On the limitations side, the robustness of such CAD techniques depends on the determination of good features that well discriminate the classes, in this case, benign and malignant tumors. Moreover, for medical-legal concerns, the radiologists have to store all CAD findings and images which increase digital storage requirements. When we use such CAD tools, we tend to rely on the CAD results, leading to a lower performance in detecting cancers than when we do not use CAD. Thus, using CAD may degrade human decision making. Hence, clinical success of such CAD tools depends on these tools having a high sensitivity and a reasonable specificity and also good reproducibility of the results [46]. In this study, we have obtained a high sensitivity of 94.3 % and specificity of 99.7 %. However, we believe that there is more room for improvement in accuracy. Therefore, as part of our future studies, we intend to analyze other texture features to determine more discriminating features. Moreover, the clinical applicability of our proposed technique has to be established with more studies containing larger image databases from multiethnic groups. We also intend to extend the study protocol to 3D, wherein we would include the spatial information of the 3D slices taken from a single patient for analysis.

Conclusion

We have presented a CAD technique for ovarian tumor classification in this paper. A novel combination of four texture and HOS-based features that adequately quantify the nonlinear changes in both benign and malignant ovarian ultrasound images was used to develop classifiers. Our study shows that the decision tree classifier is capable of classifying benign and malignant conditions with a high accuracy of 97 %, sensitivity of 94.3 %, and specificity of 99.7 %. The developed classifier is robust as it was evaluated with 1,000 benign and 1,000 malignant samples using tenfold stratified cross validation.

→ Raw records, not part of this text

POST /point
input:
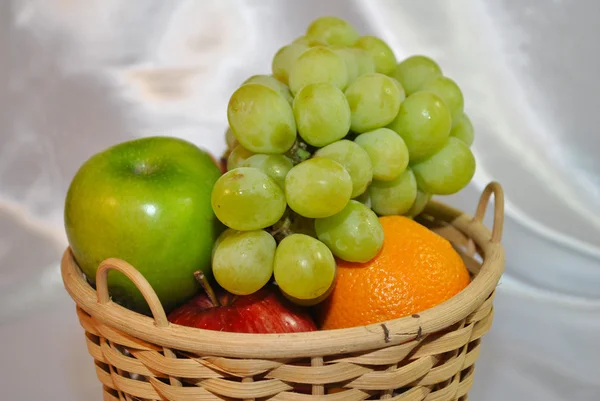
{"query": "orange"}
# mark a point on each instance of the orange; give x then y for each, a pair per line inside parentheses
(415, 270)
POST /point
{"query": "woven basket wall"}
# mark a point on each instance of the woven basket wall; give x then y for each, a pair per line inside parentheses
(427, 356)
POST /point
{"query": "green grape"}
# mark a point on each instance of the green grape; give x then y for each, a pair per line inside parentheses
(226, 233)
(318, 65)
(302, 225)
(355, 160)
(364, 61)
(364, 198)
(272, 83)
(374, 101)
(354, 234)
(387, 151)
(322, 114)
(424, 123)
(247, 199)
(284, 59)
(333, 31)
(415, 71)
(419, 204)
(304, 268)
(394, 197)
(275, 166)
(243, 261)
(261, 119)
(318, 187)
(309, 41)
(237, 157)
(448, 171)
(383, 56)
(230, 139)
(450, 93)
(463, 130)
(349, 57)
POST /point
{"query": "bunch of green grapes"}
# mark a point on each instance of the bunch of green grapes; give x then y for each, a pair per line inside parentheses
(338, 134)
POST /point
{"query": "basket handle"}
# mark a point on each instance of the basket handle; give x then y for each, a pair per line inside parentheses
(495, 188)
(160, 318)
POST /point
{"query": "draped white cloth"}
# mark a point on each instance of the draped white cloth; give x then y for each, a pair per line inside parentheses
(80, 75)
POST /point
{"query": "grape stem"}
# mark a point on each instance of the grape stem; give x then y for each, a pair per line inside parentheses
(299, 152)
(201, 278)
(281, 229)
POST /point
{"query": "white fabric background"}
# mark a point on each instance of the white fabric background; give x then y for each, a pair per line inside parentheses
(79, 75)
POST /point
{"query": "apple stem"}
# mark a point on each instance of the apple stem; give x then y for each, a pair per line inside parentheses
(201, 278)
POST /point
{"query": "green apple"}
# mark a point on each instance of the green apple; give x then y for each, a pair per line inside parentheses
(146, 201)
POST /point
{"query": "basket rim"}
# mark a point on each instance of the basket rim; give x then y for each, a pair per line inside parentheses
(308, 344)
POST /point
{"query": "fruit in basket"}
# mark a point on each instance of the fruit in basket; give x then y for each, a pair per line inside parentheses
(354, 159)
(318, 65)
(463, 130)
(415, 270)
(333, 30)
(245, 198)
(374, 101)
(447, 171)
(242, 261)
(146, 201)
(261, 119)
(424, 122)
(394, 197)
(383, 56)
(376, 136)
(414, 72)
(322, 114)
(265, 311)
(304, 267)
(354, 234)
(387, 151)
(450, 93)
(318, 187)
(275, 166)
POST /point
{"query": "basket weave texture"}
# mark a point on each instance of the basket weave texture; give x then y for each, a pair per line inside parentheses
(427, 356)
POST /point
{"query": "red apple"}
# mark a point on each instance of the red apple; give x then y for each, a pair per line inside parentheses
(265, 311)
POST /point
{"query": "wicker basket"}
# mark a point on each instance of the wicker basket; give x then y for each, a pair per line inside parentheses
(426, 356)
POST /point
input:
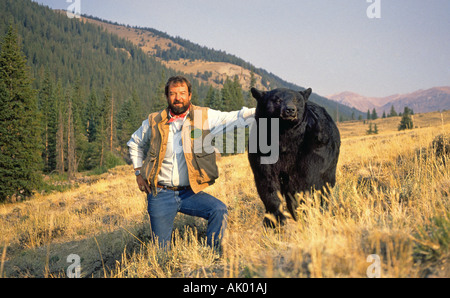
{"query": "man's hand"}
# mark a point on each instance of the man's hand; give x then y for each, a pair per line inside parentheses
(143, 185)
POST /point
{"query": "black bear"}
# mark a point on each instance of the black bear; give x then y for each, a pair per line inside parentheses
(308, 149)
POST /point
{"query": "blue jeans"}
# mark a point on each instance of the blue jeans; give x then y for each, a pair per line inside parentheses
(164, 207)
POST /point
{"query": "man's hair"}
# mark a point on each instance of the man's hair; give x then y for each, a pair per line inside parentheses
(178, 80)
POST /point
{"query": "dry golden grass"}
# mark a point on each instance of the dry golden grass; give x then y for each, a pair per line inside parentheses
(391, 199)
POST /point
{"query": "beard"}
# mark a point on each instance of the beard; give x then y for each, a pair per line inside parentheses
(179, 108)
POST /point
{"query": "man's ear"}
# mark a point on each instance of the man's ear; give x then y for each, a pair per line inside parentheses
(307, 93)
(257, 94)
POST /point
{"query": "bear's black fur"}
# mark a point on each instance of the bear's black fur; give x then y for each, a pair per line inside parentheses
(309, 144)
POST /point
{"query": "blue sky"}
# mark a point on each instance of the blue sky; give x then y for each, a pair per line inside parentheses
(328, 45)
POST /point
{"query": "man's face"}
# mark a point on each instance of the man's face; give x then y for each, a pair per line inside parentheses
(179, 98)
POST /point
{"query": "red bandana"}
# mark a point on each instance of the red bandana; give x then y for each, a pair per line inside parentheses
(174, 117)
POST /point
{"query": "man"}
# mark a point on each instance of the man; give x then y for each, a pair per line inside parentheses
(181, 161)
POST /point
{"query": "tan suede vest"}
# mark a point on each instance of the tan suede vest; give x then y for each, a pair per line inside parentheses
(200, 156)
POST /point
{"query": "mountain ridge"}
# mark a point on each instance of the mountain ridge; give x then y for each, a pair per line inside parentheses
(421, 101)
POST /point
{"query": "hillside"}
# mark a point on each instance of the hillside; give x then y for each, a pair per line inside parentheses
(421, 101)
(391, 199)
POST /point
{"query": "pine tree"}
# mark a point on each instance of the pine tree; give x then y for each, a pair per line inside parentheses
(47, 106)
(20, 134)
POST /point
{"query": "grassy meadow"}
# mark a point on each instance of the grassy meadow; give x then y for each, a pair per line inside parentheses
(391, 200)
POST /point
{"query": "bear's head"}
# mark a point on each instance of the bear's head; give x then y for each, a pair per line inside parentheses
(285, 104)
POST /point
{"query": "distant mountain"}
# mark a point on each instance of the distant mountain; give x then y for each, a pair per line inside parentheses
(421, 101)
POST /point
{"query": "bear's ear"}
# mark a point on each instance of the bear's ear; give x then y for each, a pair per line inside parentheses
(307, 93)
(258, 94)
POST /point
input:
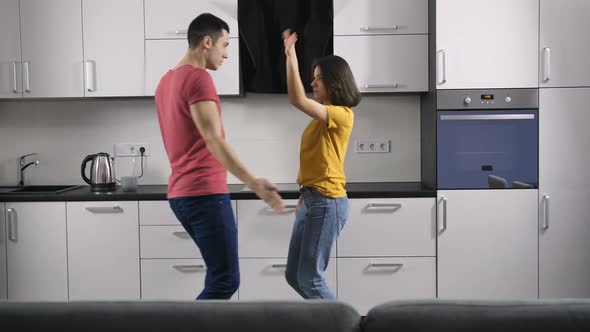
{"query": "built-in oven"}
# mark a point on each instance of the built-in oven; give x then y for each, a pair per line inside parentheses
(487, 139)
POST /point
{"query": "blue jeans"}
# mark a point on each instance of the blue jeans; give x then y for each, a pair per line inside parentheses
(209, 220)
(317, 226)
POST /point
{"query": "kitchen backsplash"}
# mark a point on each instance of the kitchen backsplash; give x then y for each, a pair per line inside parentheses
(263, 129)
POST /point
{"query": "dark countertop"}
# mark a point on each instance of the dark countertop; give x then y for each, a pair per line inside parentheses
(287, 191)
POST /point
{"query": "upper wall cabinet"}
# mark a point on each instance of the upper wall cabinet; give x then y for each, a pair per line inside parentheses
(166, 19)
(353, 17)
(51, 36)
(10, 60)
(385, 43)
(166, 24)
(113, 48)
(564, 43)
(484, 45)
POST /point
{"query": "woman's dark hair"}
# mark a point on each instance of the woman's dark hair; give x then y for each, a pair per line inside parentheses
(339, 81)
(205, 25)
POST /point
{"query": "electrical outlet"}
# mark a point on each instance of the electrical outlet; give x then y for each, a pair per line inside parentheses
(371, 146)
(131, 149)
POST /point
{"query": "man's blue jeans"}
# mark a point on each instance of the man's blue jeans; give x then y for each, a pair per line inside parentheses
(317, 226)
(210, 222)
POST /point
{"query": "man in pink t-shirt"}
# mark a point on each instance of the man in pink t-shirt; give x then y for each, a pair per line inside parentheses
(189, 114)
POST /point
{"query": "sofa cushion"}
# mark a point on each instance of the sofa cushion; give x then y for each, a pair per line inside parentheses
(145, 316)
(480, 316)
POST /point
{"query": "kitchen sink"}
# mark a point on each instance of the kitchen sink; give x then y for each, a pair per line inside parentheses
(51, 189)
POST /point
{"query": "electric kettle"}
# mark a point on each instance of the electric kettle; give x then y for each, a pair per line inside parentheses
(102, 172)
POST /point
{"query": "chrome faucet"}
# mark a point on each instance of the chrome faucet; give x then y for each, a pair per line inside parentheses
(23, 166)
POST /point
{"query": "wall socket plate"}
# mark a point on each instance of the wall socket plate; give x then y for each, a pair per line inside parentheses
(371, 146)
(131, 149)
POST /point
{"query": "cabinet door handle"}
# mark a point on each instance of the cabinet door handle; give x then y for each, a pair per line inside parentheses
(546, 212)
(381, 86)
(441, 67)
(27, 77)
(105, 209)
(444, 204)
(189, 268)
(89, 69)
(377, 28)
(384, 206)
(12, 225)
(14, 77)
(182, 234)
(381, 265)
(546, 64)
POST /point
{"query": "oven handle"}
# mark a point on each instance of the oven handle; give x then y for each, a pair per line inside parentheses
(487, 117)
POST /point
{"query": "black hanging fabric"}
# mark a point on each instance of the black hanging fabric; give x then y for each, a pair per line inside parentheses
(262, 57)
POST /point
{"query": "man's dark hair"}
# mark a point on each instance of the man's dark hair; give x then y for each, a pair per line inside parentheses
(338, 80)
(205, 25)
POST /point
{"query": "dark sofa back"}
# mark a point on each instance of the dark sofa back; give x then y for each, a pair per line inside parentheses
(218, 316)
(480, 316)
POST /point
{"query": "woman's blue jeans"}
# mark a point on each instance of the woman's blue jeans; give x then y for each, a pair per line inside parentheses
(317, 226)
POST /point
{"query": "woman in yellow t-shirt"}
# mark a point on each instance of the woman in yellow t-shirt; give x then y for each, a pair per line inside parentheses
(322, 208)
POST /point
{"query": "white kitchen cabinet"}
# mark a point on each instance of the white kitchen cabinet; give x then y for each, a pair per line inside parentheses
(51, 37)
(481, 45)
(163, 55)
(103, 250)
(3, 239)
(36, 251)
(389, 227)
(113, 48)
(353, 17)
(167, 242)
(367, 282)
(10, 56)
(386, 63)
(264, 279)
(564, 193)
(264, 233)
(563, 43)
(487, 244)
(159, 213)
(166, 19)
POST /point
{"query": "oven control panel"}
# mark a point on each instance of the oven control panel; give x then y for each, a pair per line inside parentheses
(487, 99)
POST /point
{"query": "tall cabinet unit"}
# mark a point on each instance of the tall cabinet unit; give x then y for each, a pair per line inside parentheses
(385, 42)
(481, 45)
(564, 193)
(113, 48)
(36, 251)
(10, 57)
(166, 24)
(52, 57)
(487, 244)
(563, 43)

The preliminary results obtained using the system show that the features are discriminative enough to yield good classification accuracy of 97 %. Moreover, the CAD tool would be a more objective alternative to manual analysis of ultrasound images which might result in interobserver variations. The system can be installed as a stand-alone software application in the physician’s office at no extra cost. However, the system has been tested only on 20 cases and further clinical validation will be required to assess the diagnostic accuracy of proposed method.